Структура и функционирование белков. Применение методов биоинформатики - Джон Ригден 2014
Предсказание структуры белков ab initio
Отбор моделей
Кластеризация макетов структур
С целью определения состояния с наименьшим значением свободной энергии во многих методах моделирования ab initio используются адаптированные методики кластеризации структур. В работе (Shortle et al. 1998) конформация в центре самого большого кластера для всех 12 рассмотренных случаев была ближе к нативной структуре, чем большая часть шаблонов. Структуры центра кластера принадлежали к 1-5% структур, наиболее близких к нативным.
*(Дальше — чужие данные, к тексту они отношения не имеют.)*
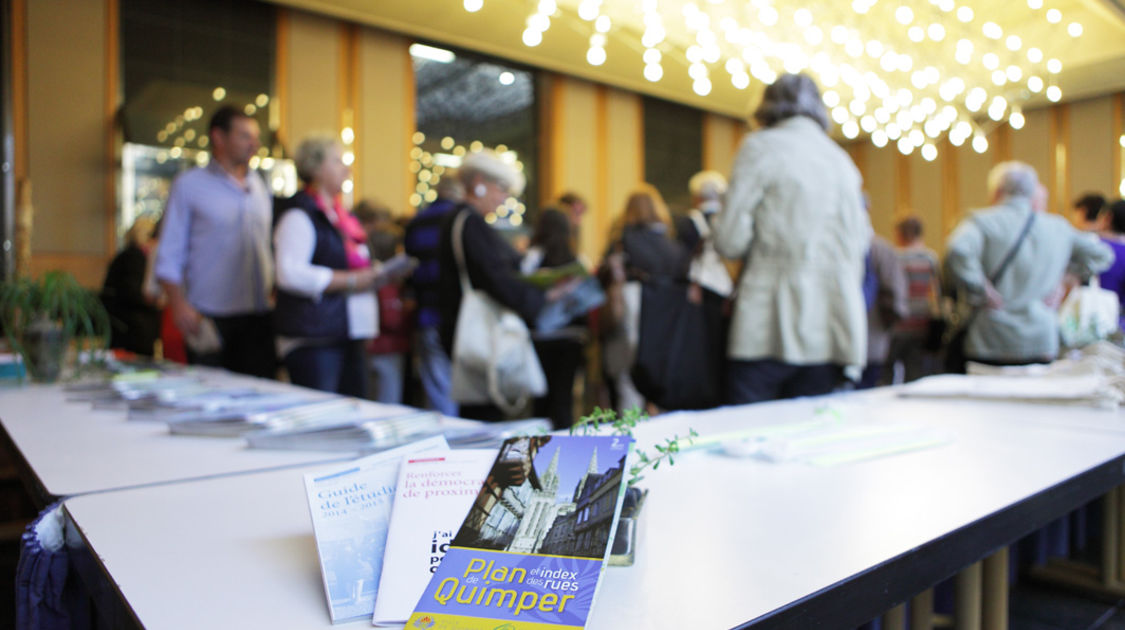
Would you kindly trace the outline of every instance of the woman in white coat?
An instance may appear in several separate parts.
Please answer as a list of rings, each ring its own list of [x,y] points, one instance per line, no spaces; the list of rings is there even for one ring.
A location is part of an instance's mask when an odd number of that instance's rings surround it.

Чжан и Сколник разработали метод итеративной кластеризации структур SPICKER (Zhang and Skolnick 2004c). Использовались 1489 репрезентативных тестовых белков, для каждого из которых было построено до 280 000 структурных макетов. Лучшие модели среди пяти наиболее высоко оцененных моделей каждого белка оказались в числе лучших 1,4% среди всех использованных макетов. Для 78% из этих 1489 белков СКО между лучшими из пяти наиболее высоко оцененных моделей и структурой макета, наиболее близкой к природной, составило менее 1 Å.
В методе моделирования ab initio ROSETTA (Bradley et al. 2005) кластеризация структурных макетов используется для отбора моделей низкого разрешения. Затем структура моделей уточняется в ходе полноатомного моделирования, результатом которого являются окончательные модели. В случае методов TASSER/I-TASSER (Zhang and Skolnick 2004а; Wu et al. 2007) используются тысячи макетов моделей, полученные в результате расчета МК; их кластеризация осуществляется с помощью метода SPICKER (Zhang and Skolnick 2004c). Окончательными моделями выступают центры кластеров. В методе, разработанном Шерагой с коллегами, осуществляется кластеризация структур, а затем - отбор структур с наименьшими значениями энергии (Oldziej et al. 2005).